Ein berechtigtes Interesse an der Kündigung muss der Vermieter nachweisen. Der Vermieter muss vernünftige und nachvollziehbare Gründe nennen, warum er oder die begünstigte Person die Wohnung beziehen sollen. Die Nutzung der Wohnung als Alterswohnsitz oder als Unterbringung für die eigenen Kinder wäre nachvollziehbar. Im Kündigungsschreiben muss der Vermieter genau benennen, für wen er Eigenbedarf anmeldet. Besitzt der Vermieter noch weitere Immobilien, muss er genau begründen, warum er gerade diese spezielle Wohnung benötigt. Eine schlüssige Begründung wäre beispielsweise, dass die betreffende Wohnung in baulicher Hinsicht als Alterswohnsitz besser geeignet ist als der bisherige Wohnsitz. Auch ein Wechsel des Arbeitsplatzes oder eine Heirat können eine ausreichende Begründung für eine Eigenbedarfskündigung sein.

Was bewirkt das Vorliegen einer unzumutbaren Härte?

Ein Mieter, der eine Kündigung wegen Eigenbedarf erhalten hat, kann gegen diese gemäß § 574 BGB Widerspruch erheben. Dieser Widerspruch ist dann sinnvoll, wenn die Kündigung für den Mieter eine unzumutbare Härte darstellen würde. Diese unzumutbare Härte darf zudem auch nicht unter Würdigung der berechtigten Interessen des Mieters zu rechtfertigen sein. Anknüpfungspunkte für eine unzumutbare Härte können eine Krankheit, ein hohes Alter oder eine Schwangerschaft sein. Auch eine starke Verwurzelung im bisherigen Wohnviertel, das durch ein jahrzehntelanges Leben dort entstanden ist, kann je nach Einzelfall, eine unzumutbare Härte begründen.

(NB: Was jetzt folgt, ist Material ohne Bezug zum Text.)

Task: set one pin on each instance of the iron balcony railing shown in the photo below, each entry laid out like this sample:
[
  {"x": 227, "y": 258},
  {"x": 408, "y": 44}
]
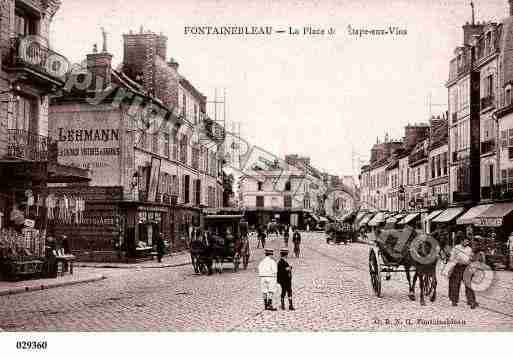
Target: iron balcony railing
[
  {"x": 31, "y": 52},
  {"x": 486, "y": 102},
  {"x": 487, "y": 146},
  {"x": 27, "y": 145}
]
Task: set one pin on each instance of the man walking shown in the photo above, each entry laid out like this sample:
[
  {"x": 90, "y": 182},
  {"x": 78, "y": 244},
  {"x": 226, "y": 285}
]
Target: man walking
[
  {"x": 286, "y": 235},
  {"x": 267, "y": 270},
  {"x": 160, "y": 247},
  {"x": 296, "y": 239},
  {"x": 461, "y": 255},
  {"x": 285, "y": 278}
]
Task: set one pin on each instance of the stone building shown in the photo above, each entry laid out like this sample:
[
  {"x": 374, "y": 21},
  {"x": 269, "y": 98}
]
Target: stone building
[
  {"x": 143, "y": 131},
  {"x": 29, "y": 72}
]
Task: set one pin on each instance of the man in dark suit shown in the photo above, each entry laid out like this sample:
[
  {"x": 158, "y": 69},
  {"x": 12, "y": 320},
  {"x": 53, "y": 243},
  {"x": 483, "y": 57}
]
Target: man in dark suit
[{"x": 284, "y": 278}]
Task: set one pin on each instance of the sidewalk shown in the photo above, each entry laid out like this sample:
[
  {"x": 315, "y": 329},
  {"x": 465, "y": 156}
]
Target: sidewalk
[
  {"x": 174, "y": 260},
  {"x": 79, "y": 276}
]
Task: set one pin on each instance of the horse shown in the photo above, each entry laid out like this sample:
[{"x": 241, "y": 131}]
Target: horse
[{"x": 415, "y": 250}]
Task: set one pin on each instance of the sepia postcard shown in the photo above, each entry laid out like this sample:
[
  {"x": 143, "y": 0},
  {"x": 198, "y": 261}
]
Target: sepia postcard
[{"x": 255, "y": 167}]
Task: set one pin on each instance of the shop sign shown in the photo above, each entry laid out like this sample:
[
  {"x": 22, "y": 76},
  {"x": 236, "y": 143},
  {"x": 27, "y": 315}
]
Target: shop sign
[
  {"x": 154, "y": 179},
  {"x": 29, "y": 223},
  {"x": 488, "y": 222}
]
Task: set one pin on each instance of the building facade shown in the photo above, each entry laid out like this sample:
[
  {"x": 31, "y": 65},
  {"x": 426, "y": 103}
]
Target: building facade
[
  {"x": 151, "y": 149},
  {"x": 28, "y": 155}
]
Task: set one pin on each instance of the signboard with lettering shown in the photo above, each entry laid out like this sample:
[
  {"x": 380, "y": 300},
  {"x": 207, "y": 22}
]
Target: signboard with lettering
[
  {"x": 154, "y": 179},
  {"x": 488, "y": 222},
  {"x": 90, "y": 139}
]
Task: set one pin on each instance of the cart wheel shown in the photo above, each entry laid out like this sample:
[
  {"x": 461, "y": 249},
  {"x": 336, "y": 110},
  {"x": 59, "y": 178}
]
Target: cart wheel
[
  {"x": 195, "y": 264},
  {"x": 236, "y": 262},
  {"x": 375, "y": 273}
]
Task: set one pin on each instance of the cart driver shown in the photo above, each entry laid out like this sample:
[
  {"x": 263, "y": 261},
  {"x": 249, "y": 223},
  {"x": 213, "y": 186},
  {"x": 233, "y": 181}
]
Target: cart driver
[{"x": 267, "y": 270}]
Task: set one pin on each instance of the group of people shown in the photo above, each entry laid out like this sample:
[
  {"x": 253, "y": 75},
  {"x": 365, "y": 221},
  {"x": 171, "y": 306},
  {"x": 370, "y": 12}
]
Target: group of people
[{"x": 271, "y": 273}]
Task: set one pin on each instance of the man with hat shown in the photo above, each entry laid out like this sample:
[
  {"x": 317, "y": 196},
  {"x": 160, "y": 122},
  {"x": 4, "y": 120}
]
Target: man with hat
[
  {"x": 285, "y": 278},
  {"x": 267, "y": 272}
]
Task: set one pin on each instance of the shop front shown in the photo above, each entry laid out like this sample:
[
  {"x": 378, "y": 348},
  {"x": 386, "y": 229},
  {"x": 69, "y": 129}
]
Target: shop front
[
  {"x": 493, "y": 229},
  {"x": 445, "y": 224}
]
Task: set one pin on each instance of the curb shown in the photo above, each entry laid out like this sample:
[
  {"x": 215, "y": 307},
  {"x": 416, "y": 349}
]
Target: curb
[
  {"x": 110, "y": 266},
  {"x": 34, "y": 288}
]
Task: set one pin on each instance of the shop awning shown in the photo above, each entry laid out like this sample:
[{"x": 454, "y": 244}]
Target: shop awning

Müssen Vermieter eine verfügbare Alternativwohnung bei einer Kündigung wegen Eigenbedarf anbieten?

Spricht ein Vermieter gegenüber seinem Mieter eine Eigenbedarfskündigung aus und besitzt er noch weitere Wohnungen, dann muss er vor der Kündigung zunächst prüfen, ob eine andere, vergleichbare Wohnung für seinen Eigenbedarf geeignet und frei ist. Passen die Alternativwohnungen nicht zur geplanten Verwendung des Vermieters, muss er diese zumindest seinem Mieter anbieten.

Das BGH Urteil zum Härtefall bei Eigenbedarfskündigung

Im aktuellen Urteil des Bundesgerichtshofs zum Thema Eigenbedarfskündigung stellten die Karlsruher Richter klar, dass die mit diesen Fällen betrauten Gerichte im Hinblick auf das Vorliegen eines Härtefalls den vorliegenden Sachverhalt besonders sorgfältig prüfen müssen. Der BGH hob in diesem Zusammenhang zwei Urteile auf, die aus Sicht der obersten Richter nicht gründlich genug geprüft wurden. Die schematische Beantwortung der Frage, ob ein Härtefall einer Eigenbedarfskündigung im Wege steht, lehnt der BGH ab. Das BGH Urteil zum Härtefall der Eigenbedarfskündigung zeigt, dass durch immer mehr ältere Menschen in der Gesellschaft und eine beständig wachsende Wohnungsknappheit die Anwendung der Härtefallklausel bei Kündigung wegen Eigenbedarf die Gerichte vor immer größere Probleme stellt. Allgemeine Fallgruppen wie ein hohes Alter der Mieter, eine lange Mietdauer oder das Vorliegen einer bestimmten Erkrankung dürfen nach Ansicht der BGH Richter nicht automatisch zum Bejahen des Vorliegens eines Härtefalls führen. Vielmehr müssen die Gerichte je nach Einzelfall prüfen, wie sich eine Kündigung eines alten oder kranken Mieters auf dessen körperliche und psychische Verfassung auswirken würde.

Kritik zur Kündigung wegen Eigenbedarf

Die Entscheidung des BGH zur Eigenbedarfskündigung hat viele betroffene Mieter enttäuscht. Sie hatten darauf gehofft, dass der BGH ihre Rechte in Sachen Eigenbedarfskündigung intensiver stärkt. Für viele Mieter wird es wohl in Zukunft noch schwerer, sich gegen eine Kündigung wegen Eigenbedarf zu wehren. Auch der Berliner Mieterverein zeigte sich mit dem Urteil der Karlsruher Richter unzufrieden. Trotz des Vorliegens verschiedener potentieller Härtegründe hätten die BGH Richter sich nicht für die gekündigten Mieter stark gemacht.

Fazit zur Eigenbedarfskündigung

Die Kündigung wegen Eigenbedarf wird wohl auch in Zukunft die Gerichte der Bundesrepublik beschäftigen. Will sich ein Mieter gegen eine Eigenbedarfskündigung wehren, ist das Vorliegen eines Härtefalls nach wie vor ein gutes Argument gegen eine solche Kündigung. Allerdings werden die zuständigen Richter sehr genau und je nach Einzelfall prüfen, ob ein solcher Härtefall gegeben ist. So sieht es ein aktuelles BGH Urteil zum Härtefall der Eigenbedarfskündigung vor.